In the quants section on Data Analysis I came across a question on standardization for which I suppose the answer should be D instead of C. If we take cases for this problem then the sum of p can be equal to 0. For example if the list is 4 and 16 then the sum of standardization values can be 0 ie -1 and 1. Kindly explain whether this approach is apt in solving such questions.
The sum of the standardized values of a list of more than 1 element is always 0.
In your example of a list of 4 and 16, the average is (4+16)/2=20/2 = 10. Thus, the SD for a list of two numbers is the distance between each number and the average. We get that SD = 10 - 4 = 6.

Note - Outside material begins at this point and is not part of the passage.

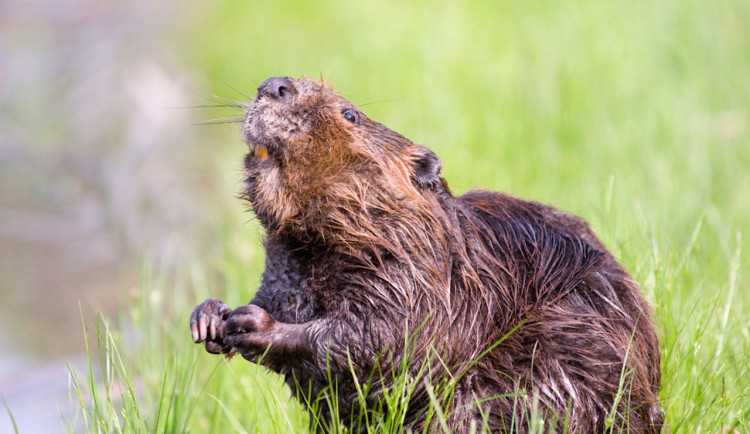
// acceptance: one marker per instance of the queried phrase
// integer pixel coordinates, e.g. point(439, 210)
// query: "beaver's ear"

I agree with your next step. Let’s standardize the values by subtracting the average and dividing by the SD.
4,16 → (4-10)/6, (16-10)/6 → -6/6, 6/6 → -1, 1
Thus, the sum of the standardized values of -1 and 1 is -1 + 1 = 0.
Thus, p = 0.
Proof:
Suppose that a list consists of numbers x_1, x_2, x_3,…x_n where n > 1. We want to show that the standardized values sum to 0. Define M = mean and SD = standard deviation of the list.

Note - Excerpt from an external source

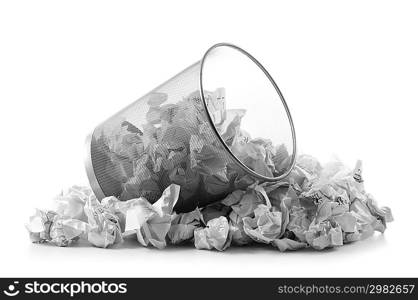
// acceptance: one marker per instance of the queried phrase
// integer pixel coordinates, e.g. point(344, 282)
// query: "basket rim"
point(289, 117)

Sum of standardized values = (x_1-M)/SD + (x_2-M)/SD +…+ (x_n-M)/SD = [(x_1-M) + (x_2-M) +…+(x_n-M)]/SD = [ x_1 + x_2 + … + x_n - nM]/SD (*).
The -nM in the last step comes from the fact that we are adding n copies of -M.
Since M = (x_1 + x_2 + … x_n)/n, then x_1 + x_2 + … + x_n = nM. Let’s use that fact to substitute into (*).
Rewriting the steps from before: Sum of standardized values = (x_1-M)/SD + (x_2-M)/SD +…+ (x_n-M)/SD = [(x_1-M) + (x_2-M) +…+(x_n-M)]/SD = [ x_1 + x_2 + … + x_n - nM]/SD = [nM - nM]/SD = 0/SD = 0.
Thus, the sum is 0.
Yeah so by that logic the answer should be D but in the key it’s given to be C.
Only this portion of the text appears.